The Hawaii Department of Public Safety announced Thursday that Nashville, Tennessee-based Corrections Corporation of America, the largest for-profit prison company in the country, was the sole bidder for the contract.
The department released the bidder information in response to Civil Beat’s request — three weeks after we began asking for it.
As we reported Monday, the department initially refused to disclose the names of any bidders — or even how many bids had been submitted — saying that the information was “confidential.”
By contrast, at least three other states — Arizona, Mississippi and Idaho — have released such bidder information as a routine matter on for-profit prison contracts during the past year and a half.
But the department changed course after Civil Beat brought to its attention a 1994 decision by the Hawaii Office of Information Practices, which declared that the bidder information should be made public, once the deadline for submitting bids passed.
According to the department’s request for proposals, the deadline for the pending contract was March 31.
Under the current contract, signed in 2011, CCA is housing nearly 1,400 Hawaii prisoners — about a quarter of the state’s inmate population — at the Saguaro Correctional Center, a 1,896-bed prison in Eloy, Arizona, about 70 miles southeast of Phoenix.
CCA charges the state a per-diem rate of $70.49 per prisoner, for a total of just under $31 million in revenue in fiscal year 2015.
Toni Schwartz, public safety spokeswoman, said the department has yet to select the bid winner, even though the “provider selection” was supposed to be made by April 18.
Schwartz noted that the schedule in bid documents was tentative, but she declined to provide more details.
“We are still in the process of awarding a contract, so we are not releasing any further information at this time,” Schwartz said.
CCA spokesman Jonathan Burns declined to comment on the pending contract. “In deference to the process, we reserve comment at this time,” he said.
Hawaii has a longstanding relationship with CCA dating back to 1998, when it began sending prisoners to the CCA-run Prairie Correctional Facility in Appleton, Minnesota. The state has since gone on to use eight other CCA-run prisons across six states.
For years, the state retained CCA’s services through the use of inter-governmental agreements, a tactic that allowed the Department of Public Safety to bypass the state’s competitive bidding requirements in the Hawaii Public Procurement Code.

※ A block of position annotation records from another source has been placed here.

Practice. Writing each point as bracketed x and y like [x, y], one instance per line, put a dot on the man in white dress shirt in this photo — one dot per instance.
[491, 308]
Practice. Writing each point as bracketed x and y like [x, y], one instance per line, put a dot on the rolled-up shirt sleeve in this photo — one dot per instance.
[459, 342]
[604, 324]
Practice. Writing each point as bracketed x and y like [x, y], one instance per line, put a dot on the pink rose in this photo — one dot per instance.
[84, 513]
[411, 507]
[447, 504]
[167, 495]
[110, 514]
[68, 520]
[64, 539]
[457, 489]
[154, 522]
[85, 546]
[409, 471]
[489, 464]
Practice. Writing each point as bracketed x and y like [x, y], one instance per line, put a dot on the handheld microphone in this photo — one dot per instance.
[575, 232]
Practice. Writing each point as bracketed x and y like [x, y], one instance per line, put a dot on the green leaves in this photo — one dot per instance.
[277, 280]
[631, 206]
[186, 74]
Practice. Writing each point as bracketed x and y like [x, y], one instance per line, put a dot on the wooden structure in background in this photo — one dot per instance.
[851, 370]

But, in 2010, the practice came under fire from Hawaii State Auditor Marion Higa, who accused the department of circumventing the procurement rules in an effort to steer a noncompetitive contract to CCA.
The following year, the department decided to follow a standard procurement process — for the first time since the state began shipping prisoners to the mainland in 1995.
In the end, though, CCA was the sole bidder and easily secured the 2011 contract.
Five years later, the department appears to be on the same track with the pending contract — which takes effect when the 2011 contract expires at the end of June.
In recent years, the problems at Saguaro have included the murders of three Hawaiian prisoners and several lawsuits over prison conditions. It’s unclear what new conditions, if any, the department will seek to impose in a new contract, once negotiations begin after the bid winner is selected.
Kat Brady, coordinator of the Community Alliance on Prisons, finds the process troubling, noting that the state has no choice but to deal with CCA — and CCA knows it.
“We are basically being taken hostage,” Brady said. “CCA knows they are in a great negotiating position. And, once the contract is signed, they know they can get away with a lot of stuff because we have no other option. That’s a recipe for disaster.”